[Discussion] Need for early-returning friendly iteration interface
Moelf opened this issue · 1 comments
Moelf commented
this is an example to demonstrate what "early returning" mean following a discussion on Slack with Alexander Plavin
tl;dr
The idea is that you have N columns you filter on, however, maybe 20% of the N columns are enough to early fail 80% of the rows. We need an ergonomic and 0-overhead interface to delay the allocation (or worse, when Feather is compressed) as much as possible.
Setup
julia> using Arrow, BenchmarkTools
julia> function gendata()
x = [rand(rand(0:10)) for _ = 1:10^5]
y = [randn(rand(0:10)) for _ = 1:10^5]
(;x, y)
end
julia> foreach(1:10) do _
Arrow.append("./out.feather", gendata())
end
Benchmark
julia> const tbl = Arrow.Table("out.feather");
julia> function kernel1(xs, ys)
s1 = maximum(ys; init=0.0)
s1 < 0.95 && return false
maximum(xs; init=0.0) < 0.7 && return false
return true
end
julia> @benchmark map(kernel1, tbl.x, tbl.y)

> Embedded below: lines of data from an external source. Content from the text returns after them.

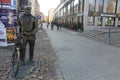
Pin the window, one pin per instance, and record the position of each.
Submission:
(69, 9)
(75, 6)
(99, 21)
(100, 6)
(64, 11)
(90, 21)
(80, 6)
(91, 7)
(119, 22)
(111, 6)
(72, 7)
(90, 12)
(109, 21)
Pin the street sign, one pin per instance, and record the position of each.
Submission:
(38, 17)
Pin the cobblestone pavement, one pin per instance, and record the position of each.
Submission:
(102, 35)
(47, 67)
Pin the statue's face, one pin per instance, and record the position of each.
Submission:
(27, 10)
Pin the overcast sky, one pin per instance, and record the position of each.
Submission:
(45, 5)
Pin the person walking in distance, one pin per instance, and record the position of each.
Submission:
(28, 26)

BenchmarkTools.Trial: 19 samples with 1 evaluation.
Range (min … max): 264.955 ms … 271.889 ms ┊ GC (min … max): 3.83% … 4.93%
Time (median): 267.430 ms ┊ GC (median): 3.82%
Time (mean ± σ): 267.704 ms ± 2.096 ms ┊ GC (mean ± σ): 4.17% ± 0.47%
▁ ▁ ██ ▁▁ ▁ ▁ █▁ ▁ ▁ ▁ ▁ ▁ ▁
█▁▁▁█▁██▁▁▁▁██▁▁▁▁▁█▁█▁▁▁▁▁██▁▁█▁▁█▁▁▁▁▁█▁▁▁▁▁▁▁▁▁█▁▁▁▁▁▁▁█▁█ ▁
265 ms Histogram: frequency by time 272 ms <
Memory estimate: 192.34 MiB, allocs estimate: 2000004.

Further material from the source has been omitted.